Multidisciplinary research at the crossroads of psychology, neuroscience, and biophysics.

Because the map is not the territory


Building bridges

Although practices are changing, the bulk of research still takes place in silos with limited overlap between disciplines. Applying translational and crosscutting approaches to gain insight into complex brain/body systems and functions is how discoveries are made. Looking into the abyss to bridge gaps—where they exist—is one way of advancing our understanding of who we are, human behaviour, and inform the design of inclusive and context relevant interventions/solutions.

Redrawing boundaries

Edging beyond established frontiers to investigate underexplored areas of translational neuroscience where psychology, neurophysiology, biophysics, and the computational sciences convene.

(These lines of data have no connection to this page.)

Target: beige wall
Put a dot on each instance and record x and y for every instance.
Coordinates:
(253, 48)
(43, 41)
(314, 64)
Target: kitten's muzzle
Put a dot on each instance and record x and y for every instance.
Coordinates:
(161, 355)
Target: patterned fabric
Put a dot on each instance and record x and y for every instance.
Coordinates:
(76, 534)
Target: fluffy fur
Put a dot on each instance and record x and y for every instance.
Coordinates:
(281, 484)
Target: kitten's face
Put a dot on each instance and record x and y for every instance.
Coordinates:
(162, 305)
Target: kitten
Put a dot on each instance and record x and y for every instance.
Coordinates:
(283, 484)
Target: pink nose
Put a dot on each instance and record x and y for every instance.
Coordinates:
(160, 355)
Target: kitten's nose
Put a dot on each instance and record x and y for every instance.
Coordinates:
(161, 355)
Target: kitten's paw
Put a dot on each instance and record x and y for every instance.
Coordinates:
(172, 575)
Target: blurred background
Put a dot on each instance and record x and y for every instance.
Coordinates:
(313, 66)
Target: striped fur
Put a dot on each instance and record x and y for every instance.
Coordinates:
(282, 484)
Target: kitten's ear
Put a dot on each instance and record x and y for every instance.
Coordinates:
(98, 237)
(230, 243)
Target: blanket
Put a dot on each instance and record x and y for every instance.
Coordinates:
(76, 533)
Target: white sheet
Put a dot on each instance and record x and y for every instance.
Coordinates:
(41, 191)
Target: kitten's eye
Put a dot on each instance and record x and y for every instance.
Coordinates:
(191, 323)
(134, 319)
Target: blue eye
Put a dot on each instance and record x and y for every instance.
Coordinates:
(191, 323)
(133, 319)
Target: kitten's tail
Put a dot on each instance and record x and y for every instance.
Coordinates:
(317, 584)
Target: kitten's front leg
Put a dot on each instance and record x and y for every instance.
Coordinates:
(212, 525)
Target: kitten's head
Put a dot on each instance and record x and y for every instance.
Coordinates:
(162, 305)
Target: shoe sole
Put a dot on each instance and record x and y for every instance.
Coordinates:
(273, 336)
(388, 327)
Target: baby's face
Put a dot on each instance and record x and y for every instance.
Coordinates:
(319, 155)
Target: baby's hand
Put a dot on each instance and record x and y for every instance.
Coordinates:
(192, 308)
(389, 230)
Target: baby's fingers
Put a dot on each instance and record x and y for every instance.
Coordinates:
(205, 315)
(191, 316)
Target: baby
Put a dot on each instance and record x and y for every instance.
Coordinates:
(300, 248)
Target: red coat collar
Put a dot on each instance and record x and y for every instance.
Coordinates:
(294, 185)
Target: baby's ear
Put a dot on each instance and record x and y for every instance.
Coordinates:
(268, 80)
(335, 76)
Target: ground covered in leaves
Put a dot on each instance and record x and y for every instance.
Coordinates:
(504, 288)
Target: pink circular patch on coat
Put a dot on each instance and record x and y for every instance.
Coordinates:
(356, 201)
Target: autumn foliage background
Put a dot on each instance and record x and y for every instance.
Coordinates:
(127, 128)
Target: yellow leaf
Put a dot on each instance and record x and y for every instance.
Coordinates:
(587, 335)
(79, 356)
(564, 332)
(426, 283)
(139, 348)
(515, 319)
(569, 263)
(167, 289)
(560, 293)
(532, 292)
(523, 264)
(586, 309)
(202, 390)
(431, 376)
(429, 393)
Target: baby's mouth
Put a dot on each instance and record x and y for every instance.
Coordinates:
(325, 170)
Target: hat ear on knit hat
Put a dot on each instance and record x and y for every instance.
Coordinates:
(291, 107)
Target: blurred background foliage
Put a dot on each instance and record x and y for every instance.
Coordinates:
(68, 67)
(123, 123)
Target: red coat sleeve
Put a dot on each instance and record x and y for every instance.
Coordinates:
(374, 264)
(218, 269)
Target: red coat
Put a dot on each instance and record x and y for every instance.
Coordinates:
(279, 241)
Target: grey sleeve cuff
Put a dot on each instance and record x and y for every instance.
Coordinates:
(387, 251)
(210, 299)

Crossing borders (areas of interest)

Pain/pleasure axis + transient hypofrontality ⋆ cataloguing and comparing neurophysiology and biophysics of select altered states of consciousness (e.g., sleep, controlled stress, meditation, anaesthesia, hyperarousal, psychedelics, near death, etc.) ⋆ stress, trauma, resilience and emotional and interoceptive processing ⋆ neurophysiological and biomedical interventions for stress regulation and improved mental health in crisis, extreme, confined, and isolated settings.

Detail of nerve cells from canine olfactory bulb, published in Sulla fina anatomia degli organi centrali del sistema nervoso (1885) by Camillo Golgi. Source.

Charted expanses (concluded studies)

The study, Travel Far Enough, Meet Yourself: Subjective Interoception, Emotion Regulation, and the Psychedelic Experience—Implications for Crisis Management in Middle Adulthood, investigated if psychedelic experiences in midlife are associated with an ability to better manage episodes of crisis/stress and prompt general improvements in mental health and well-being. Middle adulthood (~ ages 35 to 60/65) is full of complex, overlapping, and compounded chronic and/or concurrent stressors that can decrease interoceptive tone (Infurna et al., 2020), dampen cognitive coping mechanisms like resilience (Kabat-Zinn, 2013; Lutz et al., 2016), and increase negative emotional affect to cause maladaptive thoughts and behaviours (Aldwin, 2021; Daly & Robinson, 2021; George et al., 2021; Ong et al., 2009; Wickrama et al., 2021). This rise in negative trends in high-income countries—from death by suicide amongst White, middle-aged men in the United States (Hu et al., 2008; Infurna et al., 2020) to ‘diseases of despair’ like drug and alcohol addiction (Berkovitch et al., 2021; George et al., 2021), depression, anxiety, or chronic liver disease (Berkovitch et al., 2021; Blanchflower, 2020; Hendricks et al., 2015; Moreton et al., 2020)—challenge conventional ideas that well-being is at its apex in middle adulthood (Arnett, 2018; Galambos et al., 2020).

A broad methodological approach was used to fill gaps in knowledge regarding the cause and management of crisis/stress in middle adulthood. Secondary investigations investigated if a higher prevalence of maladaptive traits is associated with an increase in crisis episodes in middle adulthood and if positively perceived psychedelic experience(s) in midlife are associated with a decrease in the incidence and/or intensity of crisis states and related emotive/interoceptive loads.

Results? In short: Almost all respondents stated they were currently in crisis or had experienced one, with most crisis episodes taking place between the ages of 41 to 50 with multiple existential and physical drivers as causes. Many participants experienced changes to their interoceptive and emotive capacities. Psychedelic experiences had marginal impact on crisis management for a small number of participants.

Nerve cell detail (1900) by Santiago Ramón y Cajal. Source.

Explorations (research in progress and on the horizon)

Research collaborator on projects affiliated with labs at Massachusetts General Hospital and Harvard Medical School: Investigating the neurophysiology and biophysics of stress, emotion regulation, and awe/wonder in various ICE environments; PTSD and stress in emergency responder (firefighter) populations; diet, psychophysiology and gut microbiome in genetic isolate populations; operational performance and psychoneuroimmunology in partial gravity; and associations between arousal, interoception, emotion regulation in extreme, confined, and isolated environments that affect mental health and behavioral outcomes.

“The brain is a world consisting of a number of unexplored continents and great stretches of unknown territory.”